Two days later Ian and Fatine, who was born Mohammed Fazdil Bin Min Bahari, met at a bar - and kissed at the end of the night.
Ian says: "It just felt right. My first impression in the coffee shop was that Fatine was a woman.
"If she happened to have male sex organs then that was some sort of birth defect. I never thought of her as a man."
Ian says: "Being a straight man I did have a few concerns about the way I was feeling.
"I wondered if it meant I was gay and I was scared what had happened wasn't right, but I couldn't ignore how I felt."
Fatine, who has taken female hormones since the age of 17, does not want gender reassignment surgery because of the risks involved and because she is happy with her body as it is.
"I began to understand that Fatine and her friends were not a freak show but ordinary people like you or me who just happened to have been born into the wrong body."
When Ian's contract finished five months later he returned to Derby, but he and Fatine realised they both felt strongly about each other.
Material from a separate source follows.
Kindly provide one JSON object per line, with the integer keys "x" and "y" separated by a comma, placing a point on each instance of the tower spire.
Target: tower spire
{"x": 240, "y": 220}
Ian arranged to return to Kuala Lumpur to work, but not before telling all to his mum Patricia.
On his second visit, in October 2007, Ian and Fatine felt ready for a physical relationship.
Ian says:
"I was scared about what would happen if sex didn't work. I needn't have worried and it only helped bring us closer. If you love someone, you accept their body no matter how it is."
"I started feeling incredibly proud to have Fatine on my arm."